Why Deep Learning is the Only Solution for Document Automation

Intelligent Document Processing (IDP) is an AI solution providing functional end to end document processing to accelerate and optimize existing operations. IDP, or document automation, has become increasingly crucial for operations for financial institutions, insurance companies, legal services and even supply chain management solutions, since it saves both time and cost by reducing the need for manual document extraction, while also reducing human error risk which comes hand in hand with repetitive, low-value tasks. 

No such thing as an "unstructured" document 

The process of extracting information from unstructured documents and transforming it into actionable insights has essentially defined entire industries from logistics to finance and insurance for a century. Insurance companies, for instance, are often faced with the task of processing policy documents which can run into the hundreds of pages worth of specific information on the insured. Manually extracting, sorting and entering data from ‘unstructured’ documents has been immensely time and resource consuming while remaining prone to human error. 
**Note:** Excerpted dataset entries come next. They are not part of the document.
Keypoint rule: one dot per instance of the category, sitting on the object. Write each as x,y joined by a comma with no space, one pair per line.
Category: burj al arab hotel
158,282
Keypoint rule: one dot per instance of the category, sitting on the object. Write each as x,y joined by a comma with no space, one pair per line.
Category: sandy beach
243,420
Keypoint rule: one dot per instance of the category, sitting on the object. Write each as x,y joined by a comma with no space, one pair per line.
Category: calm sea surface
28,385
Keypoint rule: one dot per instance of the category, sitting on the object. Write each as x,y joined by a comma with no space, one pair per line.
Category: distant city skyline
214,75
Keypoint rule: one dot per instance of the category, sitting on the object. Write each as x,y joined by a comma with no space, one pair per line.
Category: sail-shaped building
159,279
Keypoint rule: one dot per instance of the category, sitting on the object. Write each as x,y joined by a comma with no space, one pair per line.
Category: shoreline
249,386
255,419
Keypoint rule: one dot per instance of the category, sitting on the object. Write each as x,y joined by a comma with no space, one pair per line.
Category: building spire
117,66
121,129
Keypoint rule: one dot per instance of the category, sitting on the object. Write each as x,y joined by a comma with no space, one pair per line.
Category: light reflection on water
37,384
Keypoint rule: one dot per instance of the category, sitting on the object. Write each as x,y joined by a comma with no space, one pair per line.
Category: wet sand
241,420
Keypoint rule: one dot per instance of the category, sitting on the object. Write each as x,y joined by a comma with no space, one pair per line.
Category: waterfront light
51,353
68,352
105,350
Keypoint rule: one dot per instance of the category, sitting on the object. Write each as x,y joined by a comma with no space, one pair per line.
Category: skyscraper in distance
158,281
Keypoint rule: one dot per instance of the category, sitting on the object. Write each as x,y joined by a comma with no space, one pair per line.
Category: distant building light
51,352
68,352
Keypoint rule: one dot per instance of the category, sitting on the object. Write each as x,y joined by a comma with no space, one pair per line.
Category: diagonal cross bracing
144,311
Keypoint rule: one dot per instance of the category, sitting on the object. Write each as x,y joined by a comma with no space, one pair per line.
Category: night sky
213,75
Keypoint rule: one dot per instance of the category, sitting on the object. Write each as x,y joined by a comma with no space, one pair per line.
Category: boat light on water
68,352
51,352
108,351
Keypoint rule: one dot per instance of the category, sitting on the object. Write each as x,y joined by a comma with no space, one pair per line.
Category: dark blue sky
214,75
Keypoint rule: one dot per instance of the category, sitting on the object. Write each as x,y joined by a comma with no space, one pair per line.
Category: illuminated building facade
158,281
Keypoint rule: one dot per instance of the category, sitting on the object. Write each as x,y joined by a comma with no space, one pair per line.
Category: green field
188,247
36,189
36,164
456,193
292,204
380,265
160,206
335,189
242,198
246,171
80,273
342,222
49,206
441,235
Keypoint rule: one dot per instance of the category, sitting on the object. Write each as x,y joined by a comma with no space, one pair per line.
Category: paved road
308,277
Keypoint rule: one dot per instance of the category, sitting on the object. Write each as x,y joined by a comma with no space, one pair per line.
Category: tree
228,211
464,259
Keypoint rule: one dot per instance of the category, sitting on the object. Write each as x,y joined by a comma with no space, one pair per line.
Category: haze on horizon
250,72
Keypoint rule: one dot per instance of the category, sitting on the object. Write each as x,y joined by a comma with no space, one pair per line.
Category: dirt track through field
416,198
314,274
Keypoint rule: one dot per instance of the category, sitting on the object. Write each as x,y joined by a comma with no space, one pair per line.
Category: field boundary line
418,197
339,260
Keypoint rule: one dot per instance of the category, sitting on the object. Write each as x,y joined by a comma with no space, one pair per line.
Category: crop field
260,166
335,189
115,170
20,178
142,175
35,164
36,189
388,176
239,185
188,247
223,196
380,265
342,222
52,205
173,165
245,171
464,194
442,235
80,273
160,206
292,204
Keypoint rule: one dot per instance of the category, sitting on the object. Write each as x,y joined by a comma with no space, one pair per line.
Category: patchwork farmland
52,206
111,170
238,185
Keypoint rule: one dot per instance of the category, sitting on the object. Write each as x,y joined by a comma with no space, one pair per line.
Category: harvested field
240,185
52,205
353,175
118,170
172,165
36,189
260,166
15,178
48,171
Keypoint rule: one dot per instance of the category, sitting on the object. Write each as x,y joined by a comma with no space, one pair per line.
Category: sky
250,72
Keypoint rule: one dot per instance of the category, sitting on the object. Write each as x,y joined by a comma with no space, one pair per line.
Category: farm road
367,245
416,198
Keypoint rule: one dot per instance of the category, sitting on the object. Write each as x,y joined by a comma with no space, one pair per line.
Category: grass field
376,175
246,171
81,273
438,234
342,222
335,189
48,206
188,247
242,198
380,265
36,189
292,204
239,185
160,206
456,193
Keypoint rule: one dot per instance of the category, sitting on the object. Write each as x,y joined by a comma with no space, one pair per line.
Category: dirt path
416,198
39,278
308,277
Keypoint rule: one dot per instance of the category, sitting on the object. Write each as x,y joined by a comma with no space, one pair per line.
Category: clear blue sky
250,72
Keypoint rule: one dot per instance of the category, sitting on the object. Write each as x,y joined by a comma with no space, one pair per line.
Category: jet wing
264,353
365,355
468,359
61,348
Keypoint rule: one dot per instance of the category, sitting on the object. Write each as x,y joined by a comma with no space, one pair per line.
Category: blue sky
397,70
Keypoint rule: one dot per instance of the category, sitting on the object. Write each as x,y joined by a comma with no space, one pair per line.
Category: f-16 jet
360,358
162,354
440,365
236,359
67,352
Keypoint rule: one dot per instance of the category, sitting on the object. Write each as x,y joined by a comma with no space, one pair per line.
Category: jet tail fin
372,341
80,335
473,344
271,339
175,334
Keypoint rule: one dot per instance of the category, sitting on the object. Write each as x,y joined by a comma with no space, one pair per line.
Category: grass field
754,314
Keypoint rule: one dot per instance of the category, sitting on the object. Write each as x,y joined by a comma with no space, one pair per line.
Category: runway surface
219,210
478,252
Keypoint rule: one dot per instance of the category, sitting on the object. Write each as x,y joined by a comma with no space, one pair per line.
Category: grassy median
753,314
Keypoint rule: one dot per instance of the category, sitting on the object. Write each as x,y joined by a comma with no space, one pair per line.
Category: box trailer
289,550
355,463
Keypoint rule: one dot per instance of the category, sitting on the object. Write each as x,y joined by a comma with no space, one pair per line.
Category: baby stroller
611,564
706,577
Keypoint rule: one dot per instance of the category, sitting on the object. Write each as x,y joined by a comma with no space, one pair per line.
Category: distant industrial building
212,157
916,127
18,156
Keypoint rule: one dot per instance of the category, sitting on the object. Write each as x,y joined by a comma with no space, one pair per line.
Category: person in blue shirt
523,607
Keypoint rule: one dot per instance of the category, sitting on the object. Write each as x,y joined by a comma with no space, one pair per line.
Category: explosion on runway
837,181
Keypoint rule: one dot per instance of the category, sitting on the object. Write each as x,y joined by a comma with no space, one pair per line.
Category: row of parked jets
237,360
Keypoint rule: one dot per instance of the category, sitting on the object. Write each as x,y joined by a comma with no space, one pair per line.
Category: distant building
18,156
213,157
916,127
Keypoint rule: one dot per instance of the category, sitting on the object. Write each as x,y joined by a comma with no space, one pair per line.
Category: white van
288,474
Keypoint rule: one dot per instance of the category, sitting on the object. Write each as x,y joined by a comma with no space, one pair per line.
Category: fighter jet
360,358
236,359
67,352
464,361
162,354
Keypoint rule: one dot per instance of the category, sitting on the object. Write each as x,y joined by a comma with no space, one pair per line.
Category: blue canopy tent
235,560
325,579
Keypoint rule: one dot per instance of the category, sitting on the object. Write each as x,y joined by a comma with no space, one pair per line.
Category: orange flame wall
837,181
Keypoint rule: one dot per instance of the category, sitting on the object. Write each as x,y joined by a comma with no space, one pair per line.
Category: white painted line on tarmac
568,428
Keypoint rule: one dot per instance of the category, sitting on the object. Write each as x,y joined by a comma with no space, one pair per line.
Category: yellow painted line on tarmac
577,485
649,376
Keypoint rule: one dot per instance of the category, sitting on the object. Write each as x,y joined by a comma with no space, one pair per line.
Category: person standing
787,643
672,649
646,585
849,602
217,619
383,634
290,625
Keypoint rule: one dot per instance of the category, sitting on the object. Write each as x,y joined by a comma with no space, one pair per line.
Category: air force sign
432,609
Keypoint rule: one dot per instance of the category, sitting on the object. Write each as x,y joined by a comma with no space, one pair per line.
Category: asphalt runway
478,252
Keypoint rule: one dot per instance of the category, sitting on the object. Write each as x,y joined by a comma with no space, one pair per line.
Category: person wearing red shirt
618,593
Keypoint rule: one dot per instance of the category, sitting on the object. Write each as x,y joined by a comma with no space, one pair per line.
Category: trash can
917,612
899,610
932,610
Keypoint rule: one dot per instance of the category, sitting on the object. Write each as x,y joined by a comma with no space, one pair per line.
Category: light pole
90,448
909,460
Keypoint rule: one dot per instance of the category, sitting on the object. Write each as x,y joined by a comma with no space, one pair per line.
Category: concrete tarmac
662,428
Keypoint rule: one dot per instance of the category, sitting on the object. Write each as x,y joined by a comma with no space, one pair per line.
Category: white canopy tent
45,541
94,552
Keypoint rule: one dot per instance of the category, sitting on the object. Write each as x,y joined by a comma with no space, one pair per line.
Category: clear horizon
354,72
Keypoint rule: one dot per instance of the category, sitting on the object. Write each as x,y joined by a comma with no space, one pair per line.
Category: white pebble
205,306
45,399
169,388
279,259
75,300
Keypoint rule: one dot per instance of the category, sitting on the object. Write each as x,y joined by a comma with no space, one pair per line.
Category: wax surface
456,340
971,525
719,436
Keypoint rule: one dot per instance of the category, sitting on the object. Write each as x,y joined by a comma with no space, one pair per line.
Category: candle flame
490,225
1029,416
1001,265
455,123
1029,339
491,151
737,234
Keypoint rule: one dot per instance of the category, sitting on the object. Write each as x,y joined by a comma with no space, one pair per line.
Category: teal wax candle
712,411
While the conundrum of automating unstructured documents has spurred the development of AI solutions, it does remain somewhat of a misnomer. Indeed, an ‘unstructured’ document is, in fact, very much structured; at least, structured in the way that a human reader would be able to analyze the data it contains. After all, it was intended to be scanned and sorted by human eyes for decades. But it remains ‘unstructured’ from the point of view of a computer.

Man & Machine: A short history of deep learning's mission to overcome Polanyi's paradox

“Self-ignorance” as the Hungarian philosopher Michael Polanyi observed, is an integral part of daily human activities. Human beings rely on tacit knowledge to perform tasks which they would otherwise be unable to describe. How can you tell a dog apart from a cat despite both species being indistinguishably described as domesticated animals possessing four legs, a tail and a head? Or what about when you can’t verbally describe someone when asked, yet instantly recognize a face on a photograph? A human answer would be “I just…know”. 

The biggest challenge in AI thus far has been the replication of the human ability to describe tasks or recognize objects without being able to assign them specific descriptors. Computers are expecting an exact set of instructions, something which tacit knowledge is not well suited for. This makes automating tasks that demand common sense, adaptability, and flexibility – which are intuitive forms of knowledge for humans – very difficult for AI to perform.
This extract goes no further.